Dieses ständige Hin und Her kostet Zeit – und ist den Leseforschern zufolge nicht einmal zwingend notwendig: „Lange hat man angenommen, dass die Regressionen für das Leseverständnis unabdingbar sind“, so Radach. In mehreren Untersuchungen konnten er und andere Wissenschaftler jedoch zeigen, dass sie sich vermindern lassen, ohne das Verständnis drastisch zu beeinträchtigen. Auch andere „negative Lesegewohnheiten“, wie Radach sie nennt, drücken auf die Bremse. Das innere Mitsprechen zum Beispiel: Wenn die innere Stimme den Text im Kopf laut mitspricht, setzt sie der Lesegeschwindigkeit das Sprechtempo als Grenze. „Die gesprochene Sprache spielt beim Lesen eine wesentliche Rolle, die Klangeigenschaften eines Wortes werden automatisch aktiviert“, sagt Radach. Komplett verbannen lässt sie sich daher nicht, die laut lesende innere Stimme aber kann man theoretisch stumm schalten.

Um das eigene Lesetempo zu steigern, bieten sich zum einen Techniken an, die Regressionen vermeiden. So kann man bereits Gelesenes sofort verdecken, noch besser funktionieren laut Radach aber computergestützte Verfahren, wie etwa die Moving-Window-Technik, bei der sich ein Fenster über den jeweils zu lesenden Textbereich bewegt und ihn scharfstellt, während alle Bereiche außerhalb des Fensters unscharf sind. Wer das Schnelllesen in Eigenregie erlernen will, braucht, so Radach „eiserne Selbstdisziplin“. Er empfiehlt, einen ordentlichen einwöchigen Kurs zu suchen und danach mithilfe entsprechender Bücher oder Apps weiter zu üben.

„Mindestens doppelt so schnell lesen und dabei komplexe Texte besser verstehen“ – die Versprechen der Kursanbieter klingen verlockend, doch wie findet man ein seriöses, solides Seminar? „Der Kurs sollte unbedingt auf dem aktuellen Forschungsstand basieren“, sagt Radach. „Es gibt Übungen, die absoluter Quatsch sind, Übungen, die weder Schaden anrichten noch einen Nutzen haben – und sinnvolle Übungen.“ So sollten zunächst einmal Gedanken zur Vor- und Nachbereitung Bestandteil des Kurses sein, um die Teilnehmer für planvolles Lesen zu sensibilisieren. Das bedeutet: Bevor es ans Lesen geht, fragt man sich, mit welchem Ziel man den Text lesen will. Dadurch liest man automatisch effizienter. Nach dem Lesen wiederum wird geprüft, welche Informationen man in Bezug auf die anfängliche Fragestellung gewonnen hat.

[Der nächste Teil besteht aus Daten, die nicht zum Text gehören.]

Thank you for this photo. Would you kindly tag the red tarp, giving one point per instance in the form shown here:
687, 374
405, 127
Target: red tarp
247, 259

Vom Wort-für-Wort-Lesen hin zu einem ganzheitlichen Lesen

Auch sollte der Kursleiter die Geschwindigkeit nicht schlagartig verdoppeln wollen, sondern kleinschrittig erhöhen – bei ständiger Verständniskontrolle. Die gelehrte Technik müsse vor allem darauf abzielen, den Leseprozess zu verändern: „vom Wort-für-Wort-Lesen hin zu einem ganzheitlichen Lesen“, sagt Radach. Dazu muss die parallele Verarbeitung von Sinneinheiten wie etwa „das alte Haus“ trainiert werden. „Man lernt, diese Einheiten automatisch zu erkennen – dadurch wird die Blickspanne, ein Bereich von etwa 15 Buchstaben, die man relativ klar sehen kann, immer besser ausgenutzt.“ Eine Erweiterung der Blickspanne isoliert zu trainieren, sei hingegen das falsche Mittel. Zu guter Letzt müssen auch negative Lesegewohnheiten wie Regressionen oder inneres Mitsprechen durch Training systematisch ausgemerzt werden. Der ideale Leser sei ein adaptiver Leser, sagt Radach. Er passe sein Tempo den Erfordernissen an. Pflichtlektüre liest er schnell, Genusslektüre gemütlich.